In 1962, the publication of Silent Spring on the harmful impacts of DDT on animal and human health lit a spark among environmentalists and the general public alike to address industrial pollution. As the decade went on, teach-ins, TV shows, and various forums educated the public on threats the humans and the environment faced from pollution. Then in June 1969, the Cuyahoga river caught on fire (for the umpteenth time) due to oil slicked debris and pollution from decades of industrial waste. The flaming river was a powerful symbol of the costs of unchecked industrialization, and Americans demanded government action to clean up pollution.
At the end of 1969, President Nixon and Congress sprang into action to address public concerns on the environment. Congress passed the 1969 National Environmental Policy Act (NEPA) that declared a national environmental policy, promoted efforts to protect the environment and public health, and encouraged deeper understanding of the threats humans and ecosystems faced.

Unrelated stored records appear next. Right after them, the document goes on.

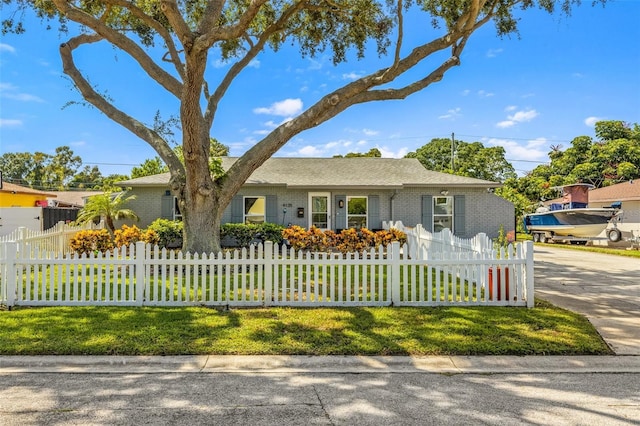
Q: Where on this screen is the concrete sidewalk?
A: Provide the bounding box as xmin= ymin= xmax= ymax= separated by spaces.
xmin=534 ymin=246 xmax=640 ymax=355
xmin=0 ymin=355 xmax=640 ymax=374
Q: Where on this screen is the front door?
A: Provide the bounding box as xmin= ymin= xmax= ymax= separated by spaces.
xmin=309 ymin=192 xmax=331 ymax=231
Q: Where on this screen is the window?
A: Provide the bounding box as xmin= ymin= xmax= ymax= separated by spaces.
xmin=244 ymin=197 xmax=265 ymax=223
xmin=173 ymin=197 xmax=182 ymax=220
xmin=347 ymin=197 xmax=367 ymax=229
xmin=433 ymin=197 xmax=453 ymax=232
xmin=309 ymin=193 xmax=331 ymax=229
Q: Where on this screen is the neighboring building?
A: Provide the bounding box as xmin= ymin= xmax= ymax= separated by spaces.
xmin=47 ymin=191 xmax=103 ymax=209
xmin=589 ymin=180 xmax=640 ymax=243
xmin=0 ymin=182 xmax=56 ymax=207
xmin=118 ymin=157 xmax=515 ymax=237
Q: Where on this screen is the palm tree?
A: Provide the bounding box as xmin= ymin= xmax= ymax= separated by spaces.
xmin=76 ymin=191 xmax=139 ymax=234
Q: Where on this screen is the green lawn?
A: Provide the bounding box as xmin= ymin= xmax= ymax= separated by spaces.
xmin=0 ymin=301 xmax=611 ymax=355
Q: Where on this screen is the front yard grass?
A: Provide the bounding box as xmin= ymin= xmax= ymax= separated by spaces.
xmin=0 ymin=300 xmax=612 ymax=355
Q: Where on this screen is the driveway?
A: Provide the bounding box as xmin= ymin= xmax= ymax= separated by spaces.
xmin=534 ymin=245 xmax=640 ymax=355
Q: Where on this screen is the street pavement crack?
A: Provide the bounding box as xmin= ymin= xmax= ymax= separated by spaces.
xmin=311 ymin=386 xmax=335 ymax=425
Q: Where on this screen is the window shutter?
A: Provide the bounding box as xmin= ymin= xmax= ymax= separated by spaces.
xmin=335 ymin=195 xmax=347 ymax=230
xmin=422 ymin=195 xmax=433 ymax=232
xmin=160 ymin=195 xmax=173 ymax=220
xmin=231 ymin=195 xmax=244 ymax=223
xmin=453 ymin=195 xmax=467 ymax=236
xmin=367 ymin=195 xmax=382 ymax=229
xmin=265 ymin=195 xmax=278 ymax=223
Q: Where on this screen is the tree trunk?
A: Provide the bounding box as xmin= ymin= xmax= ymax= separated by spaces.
xmin=178 ymin=49 xmax=226 ymax=254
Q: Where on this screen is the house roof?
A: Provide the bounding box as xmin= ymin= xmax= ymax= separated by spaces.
xmin=119 ymin=157 xmax=500 ymax=188
xmin=0 ymin=182 xmax=56 ymax=197
xmin=589 ymin=180 xmax=640 ymax=203
xmin=48 ymin=191 xmax=103 ymax=207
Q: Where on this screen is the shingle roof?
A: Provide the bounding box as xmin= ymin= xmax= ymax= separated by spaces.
xmin=46 ymin=191 xmax=103 ymax=207
xmin=0 ymin=182 xmax=56 ymax=197
xmin=589 ymin=180 xmax=640 ymax=203
xmin=120 ymin=157 xmax=500 ymax=188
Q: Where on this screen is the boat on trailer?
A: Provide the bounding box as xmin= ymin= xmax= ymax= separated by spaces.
xmin=524 ymin=183 xmax=622 ymax=243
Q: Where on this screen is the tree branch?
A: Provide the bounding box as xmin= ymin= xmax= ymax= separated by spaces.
xmin=53 ymin=0 xmax=182 ymax=98
xmin=205 ymin=2 xmax=305 ymax=128
xmin=103 ymin=0 xmax=184 ymax=79
xmin=60 ymin=34 xmax=184 ymax=180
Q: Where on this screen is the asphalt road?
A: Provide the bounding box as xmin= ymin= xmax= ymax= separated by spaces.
xmin=534 ymin=245 xmax=640 ymax=355
xmin=0 ymin=373 xmax=640 ymax=426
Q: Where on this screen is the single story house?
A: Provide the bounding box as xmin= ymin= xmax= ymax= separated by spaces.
xmin=589 ymin=180 xmax=640 ymax=245
xmin=118 ymin=157 xmax=515 ymax=237
xmin=0 ymin=182 xmax=56 ymax=207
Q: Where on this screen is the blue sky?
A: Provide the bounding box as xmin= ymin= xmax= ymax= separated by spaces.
xmin=0 ymin=0 xmax=640 ymax=180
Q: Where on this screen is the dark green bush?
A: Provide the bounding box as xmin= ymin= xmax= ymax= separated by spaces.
xmin=147 ymin=219 xmax=182 ymax=248
xmin=220 ymin=223 xmax=285 ymax=247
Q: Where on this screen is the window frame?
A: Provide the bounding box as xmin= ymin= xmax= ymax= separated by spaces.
xmin=431 ymin=195 xmax=455 ymax=234
xmin=242 ymin=195 xmax=267 ymax=224
xmin=171 ymin=196 xmax=182 ymax=221
xmin=345 ymin=195 xmax=369 ymax=229
xmin=308 ymin=192 xmax=332 ymax=230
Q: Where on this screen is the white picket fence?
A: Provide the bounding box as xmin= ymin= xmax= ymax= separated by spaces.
xmin=0 ymin=236 xmax=533 ymax=307
xmin=382 ymin=221 xmax=500 ymax=259
xmin=0 ymin=221 xmax=105 ymax=255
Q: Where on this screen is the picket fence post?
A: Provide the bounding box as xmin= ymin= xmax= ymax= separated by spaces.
xmin=390 ymin=241 xmax=400 ymax=306
xmin=523 ymin=241 xmax=535 ymax=308
xmin=263 ymin=241 xmax=274 ymax=306
xmin=134 ymin=241 xmax=147 ymax=306
xmin=2 ymin=243 xmax=18 ymax=309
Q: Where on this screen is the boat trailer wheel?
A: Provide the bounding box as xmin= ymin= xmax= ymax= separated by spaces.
xmin=607 ymin=229 xmax=622 ymax=243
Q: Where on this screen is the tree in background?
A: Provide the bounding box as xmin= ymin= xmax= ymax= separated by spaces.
xmin=333 ymin=148 xmax=382 ymax=158
xmin=76 ymin=191 xmax=138 ymax=234
xmin=405 ymin=138 xmax=516 ymax=182
xmin=3 ymin=0 xmax=604 ymax=252
xmin=131 ymin=157 xmax=169 ymax=179
xmin=0 ymin=146 xmax=82 ymax=190
xmin=69 ymin=166 xmax=104 ymax=189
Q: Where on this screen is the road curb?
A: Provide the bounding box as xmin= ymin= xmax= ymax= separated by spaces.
xmin=0 ymin=355 xmax=640 ymax=374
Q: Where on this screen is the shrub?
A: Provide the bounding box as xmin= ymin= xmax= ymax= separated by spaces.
xmin=220 ymin=223 xmax=259 ymax=247
xmin=113 ymin=225 xmax=159 ymax=248
xmin=147 ymin=219 xmax=183 ymax=247
xmin=69 ymin=229 xmax=113 ymax=255
xmin=259 ymin=223 xmax=285 ymax=244
xmin=282 ymin=225 xmax=407 ymax=253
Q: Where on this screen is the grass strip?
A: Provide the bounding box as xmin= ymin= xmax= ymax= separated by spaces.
xmin=0 ymin=300 xmax=612 ymax=355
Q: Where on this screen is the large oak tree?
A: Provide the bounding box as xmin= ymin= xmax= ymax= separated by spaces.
xmin=3 ymin=0 xmax=604 ymax=252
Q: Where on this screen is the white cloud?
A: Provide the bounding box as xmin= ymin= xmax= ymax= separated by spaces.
xmin=377 ymin=146 xmax=409 ymax=158
xmin=0 ymin=83 xmax=44 ymax=102
xmin=438 ymin=107 xmax=462 ymax=120
xmin=487 ymin=138 xmax=548 ymax=163
xmin=584 ymin=117 xmax=602 ymax=127
xmin=0 ymin=118 xmax=23 ymax=127
xmin=478 ymin=90 xmax=494 ymax=98
xmin=296 ymin=145 xmax=322 ymax=157
xmin=213 ymin=59 xmax=229 ymax=68
xmin=0 ymin=43 xmax=16 ymax=53
xmin=496 ymin=107 xmax=538 ymax=129
xmin=253 ymin=98 xmax=302 ymax=117
xmin=342 ymin=72 xmax=362 ymax=80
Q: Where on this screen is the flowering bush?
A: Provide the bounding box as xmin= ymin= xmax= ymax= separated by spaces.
xmin=113 ymin=225 xmax=160 ymax=248
xmin=69 ymin=229 xmax=113 ymax=255
xmin=282 ymin=225 xmax=407 ymax=253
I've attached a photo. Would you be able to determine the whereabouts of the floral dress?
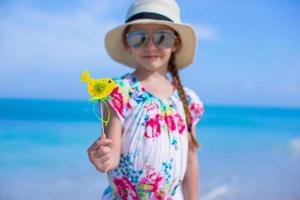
[102,73,203,200]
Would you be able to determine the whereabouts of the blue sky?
[0,0,300,107]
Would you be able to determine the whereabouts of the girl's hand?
[88,136,115,173]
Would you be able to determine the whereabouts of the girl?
[88,0,203,200]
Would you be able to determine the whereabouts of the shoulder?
[184,87,204,126]
[183,87,203,106]
[112,73,131,88]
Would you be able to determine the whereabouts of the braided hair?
[168,53,200,148]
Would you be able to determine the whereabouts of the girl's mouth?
[143,55,159,60]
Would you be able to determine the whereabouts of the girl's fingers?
[99,153,110,164]
[97,137,112,146]
[94,146,110,158]
[88,138,112,155]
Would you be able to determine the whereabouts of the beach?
[0,99,300,200]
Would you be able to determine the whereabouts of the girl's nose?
[145,37,157,49]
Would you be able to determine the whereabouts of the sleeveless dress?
[102,73,203,200]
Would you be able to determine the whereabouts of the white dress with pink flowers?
[102,73,203,200]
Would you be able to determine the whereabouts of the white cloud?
[202,185,229,200]
[0,1,116,72]
[193,24,220,42]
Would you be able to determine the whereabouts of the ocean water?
[0,99,300,200]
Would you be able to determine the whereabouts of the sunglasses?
[126,29,176,49]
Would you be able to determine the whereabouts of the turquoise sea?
[0,99,300,200]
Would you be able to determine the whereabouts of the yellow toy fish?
[80,70,117,127]
[80,71,116,101]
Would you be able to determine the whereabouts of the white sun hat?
[105,0,197,69]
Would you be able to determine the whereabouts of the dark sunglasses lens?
[127,32,148,48]
[154,31,176,49]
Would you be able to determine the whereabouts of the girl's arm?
[182,128,199,200]
[88,107,122,172]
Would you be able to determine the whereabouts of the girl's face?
[125,24,179,71]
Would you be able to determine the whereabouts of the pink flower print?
[138,166,165,200]
[144,102,159,112]
[190,102,203,122]
[165,115,176,131]
[113,176,140,200]
[175,113,186,134]
[145,114,161,138]
[110,87,124,117]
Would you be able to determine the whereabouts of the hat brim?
[105,19,197,69]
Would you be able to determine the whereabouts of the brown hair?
[168,53,200,148]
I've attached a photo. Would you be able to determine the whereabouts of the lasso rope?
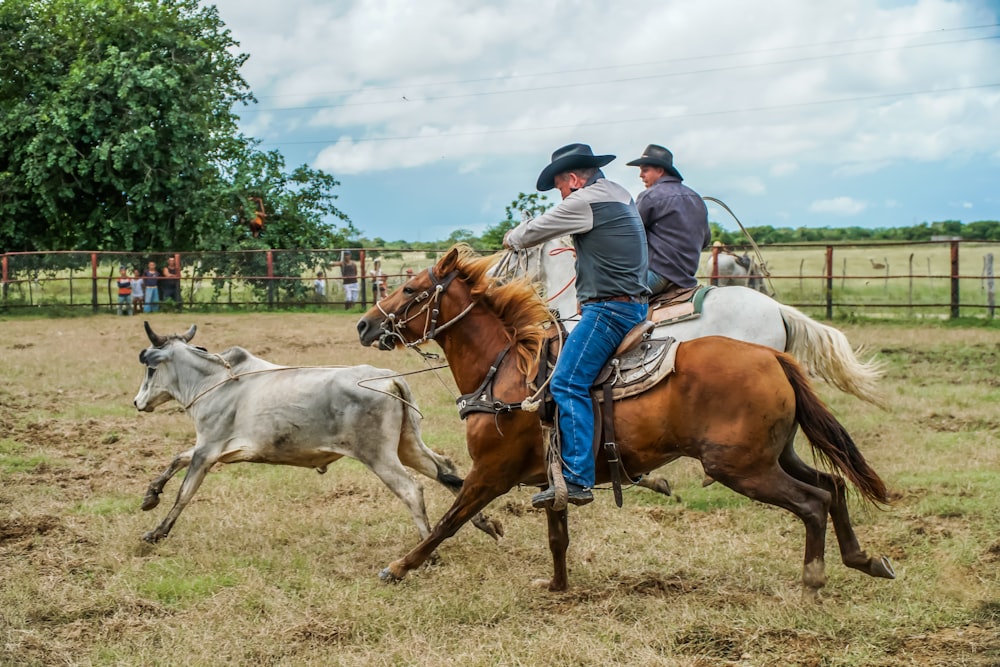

On New Year’s Day, 1970, when President Nixon signed the National Environmental Policy Act (NEPA), he said he was:
“[C]onvinced that the 1970s absolutely must be the years when America pays its debt to the past by reclaiming the purity of its air, its waters, and our living environment. It is literally now or never.”
As the year progressed, President Nixon decided that a new independent agency was necessary to coordinate the environmental work across the administration. On December 2nd, 1970, the Environmental Protection Agency opened with Assistant Attorney General William D. Ruckelshaus at the reins. By the end of the month, Congress had passed the Clean Air Act, giving the EPA the authority to establish national air quality standards, national standards for significant new pollution sources, and facilities emitting hazardous substances. With NEPA and the Clean Air Act as bookends to 1970, President Nixon and the 91st Congress paved the way for the vital health standards that protect Americans today.
President Nixon set up the regulatory system that continues to protect us today. Notably, a Republican President was able to hear the public and take sweeping action to clean up our air and water, action that the anti-regulation Republican party of today repeatedly fights against.
But the reason that the U.S. doesn’t make headlines for extreme pollution like China is that we continue to fight for public health with new and improved air quality standards. The EPA bases its rulemaking on the most current, best available science. As our knowledge grows about new and old pollutants alike, the EPA is legally bound to set new standards to ensure healthy environments surround our schools and workplaces.
For example, science in the last decades has proved beyond doubt that carbon pollution will be harmful for human livelihoods. In June 2012, the U.S. Court of Appeals for the District of Columbia unanimously declared that the EPA is “unambigously correct” that the Clean Air Act requires it to regulate carbon pollution. As science evolves, our policies must as well. Our work is not over just because our air quality isn’t as “crazy bad” China’s.
In his second term, the Obama Administration has the opportunity to fight for public health standards through the reduction of carbon pollution and smog. Let’s continue protecting Americans families and ensure they have safe environments to live, work, and learn now and in the future.
Arpita Bhattacharyya is Research Assistant to Distinguished Senior Fellow Carol Browner at the Center for American Progress.